5.2 Cardiovascular Conditions

Because of their pharmacological action, cholinesterase inhibitors may have vagotonic effects on the sinoatrial and atrioventricular nodes. This effect may manifest as bradycardia or heart block in patients both with and without known underlying cardiac conduction abnormalities. Syncopal episodes have been reported in association with the use of donepezil hydrochloride, an active ingredient in NAMZARIC.

5.3 Peptic Ulcer Disease and Gastrointestinal Bleeding

Through their primary action, cholinesterase inhibitors may be expected to increase gastric acid secretion due to increased cholinergic activity. Clinical studies of donepezil hydrochloride in a dose of 5 mg/day to 10 mg/day have shown no increase, relative to placebo, in the incidence of either peptic ulcer disease or gastrointestinal bleeding. Patients treated with NAMZARIC should be monitored closely for symptoms of active or occult gastrointestinal bleeding, especially those at increased risk for developing ulcers, e.g., those with a history of ulcer disease or those receiving concurrent nonsteroidal anti-inflammatory drugs (NSAIDs).

5.4 Nausea and Vomiting

Donepezil hydrochloride, an active ingredient in NAMZARIC, when initiated, as a predictable consequence of its pharmacological properties, has been shown to produce diarrhea, nausea, and vomiting. Although in most cases, these effects have been mild and transient, sometimes lasting one to three weeks, and have resolved during continued use of donepezil hydrochloride, patients should be observed closely at the initiation of treatment.

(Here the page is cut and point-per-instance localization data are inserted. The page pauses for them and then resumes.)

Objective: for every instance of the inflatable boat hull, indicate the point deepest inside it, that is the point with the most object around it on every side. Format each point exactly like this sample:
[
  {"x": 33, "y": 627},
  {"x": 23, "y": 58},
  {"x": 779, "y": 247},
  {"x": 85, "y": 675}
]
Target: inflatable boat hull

5.5 Genitourinary Conditions

Although not observed in clinical trials of donepezil hydrochloride, an active ingredient in NAMZARIC, cholinomimetics may cause bladder outflow obstruction.

Conditions that raise urine pH may decrease the urinary elimination of memantine, an active ingredient in NAMZARIC, resulting in increased plasma levels of memantine [see Drug Interactions (7.1)].

5.6 Seizures

Cholinomimetics, including donepezil hydrochloride, an active ingredient in NAMZARIC, are believed to have some potential to cause generalized convulsions. However, seizure activity also may be a manifestation of Alzheimer’s disease.

5.7 Pulmonary Conditions

Because of their cholinomimetic actions, cholinesterase inhibitors should be prescribed with care to patients with a history of asthma or obstructive pulmonary disease.